У Кири была зеленая клетка, в которой сидел розовогрудый чечет. Каждый день Киря приносил его из сада, пересаживал в другую клетку, а старую старательно очищал палочкой.
Вот люблю чечетов, — говорил он, любуясь птичкой, — он только чичикает, а я люблю. За грудь его люблю: как атласная, розовая. И щеглов люблю — тоже аккуратные пичужки. А жуланов не люблю — хоть и красивые, а неуклюжие, толстоносые. Синицу тоже не люблю — дерзкая птица.
А ему ведь, наверное, охота полетать? — сказал я Кире, смотря на чечета, который спокойно сидел в клетке.
Он посмотрел на меня и, подумав, проговорил:
— А по-моему, теперь зима, так ему лучше в клетке. Там он ночует где-нибудь, в холоде, а у меня — в тепле, и он любит меня…
— Смотри!
Киря просунул в клетку руку с пригоршней семян. Чечет сед Кире на палец, взял круглое конопляное семечко, перепорхнул на палочку и ловко вышелушил его тонким клювом.
Унося клетку обратно в сад, Киря сказал:
— Я ведь его выпущу, как будет тепло.
И Киря рассказал мне, как он выпустил раз на волю щегла.
Щегол у меня жил два года. Поймал я его осенью, зиму продержал, а кормил всегда репейным семенем. Щеглы любят репейное семя, А потом весной выпустил его.
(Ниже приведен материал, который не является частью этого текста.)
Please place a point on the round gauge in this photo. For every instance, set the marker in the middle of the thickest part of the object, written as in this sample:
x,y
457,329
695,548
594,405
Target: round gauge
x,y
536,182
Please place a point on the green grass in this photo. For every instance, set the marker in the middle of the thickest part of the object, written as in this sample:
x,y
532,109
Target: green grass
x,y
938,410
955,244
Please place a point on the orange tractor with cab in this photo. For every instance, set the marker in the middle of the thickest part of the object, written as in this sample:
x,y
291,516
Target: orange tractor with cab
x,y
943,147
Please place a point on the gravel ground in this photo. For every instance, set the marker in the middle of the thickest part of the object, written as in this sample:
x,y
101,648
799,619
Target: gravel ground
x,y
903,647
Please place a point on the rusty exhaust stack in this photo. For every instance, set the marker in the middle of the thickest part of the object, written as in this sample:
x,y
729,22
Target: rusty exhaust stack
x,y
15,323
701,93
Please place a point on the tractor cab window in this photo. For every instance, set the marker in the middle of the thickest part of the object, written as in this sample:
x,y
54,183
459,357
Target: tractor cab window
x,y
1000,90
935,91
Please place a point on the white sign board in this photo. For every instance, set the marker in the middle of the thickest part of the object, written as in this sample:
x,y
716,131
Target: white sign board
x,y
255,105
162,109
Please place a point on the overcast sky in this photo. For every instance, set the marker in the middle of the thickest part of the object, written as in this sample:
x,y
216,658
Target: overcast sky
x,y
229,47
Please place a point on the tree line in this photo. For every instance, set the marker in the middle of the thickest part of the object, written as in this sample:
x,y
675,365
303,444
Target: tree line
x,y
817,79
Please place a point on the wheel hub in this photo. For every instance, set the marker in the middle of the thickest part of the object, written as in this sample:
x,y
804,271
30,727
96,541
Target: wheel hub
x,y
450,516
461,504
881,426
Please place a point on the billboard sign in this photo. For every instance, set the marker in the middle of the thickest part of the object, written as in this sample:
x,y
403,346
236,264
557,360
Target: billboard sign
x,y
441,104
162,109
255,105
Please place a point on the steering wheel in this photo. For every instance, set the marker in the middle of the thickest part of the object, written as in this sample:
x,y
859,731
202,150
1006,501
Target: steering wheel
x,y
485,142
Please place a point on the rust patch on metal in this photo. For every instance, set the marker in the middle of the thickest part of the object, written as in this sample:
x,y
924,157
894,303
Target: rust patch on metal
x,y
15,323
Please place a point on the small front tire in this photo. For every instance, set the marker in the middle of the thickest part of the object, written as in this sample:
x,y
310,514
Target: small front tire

Сел он вон туда, на липу, и так залился? Запел! Я заревел от радости. Уж шибко он пел хорошо! Обрадовался, видно, что я его выпустил. И я обрадовался, что щегла выпустил на волю. Потом, осенью, снег уж выпад, смотрю, а он прилетел, сел на раму и заглядывает в комнату, просится, чтоб его впустили.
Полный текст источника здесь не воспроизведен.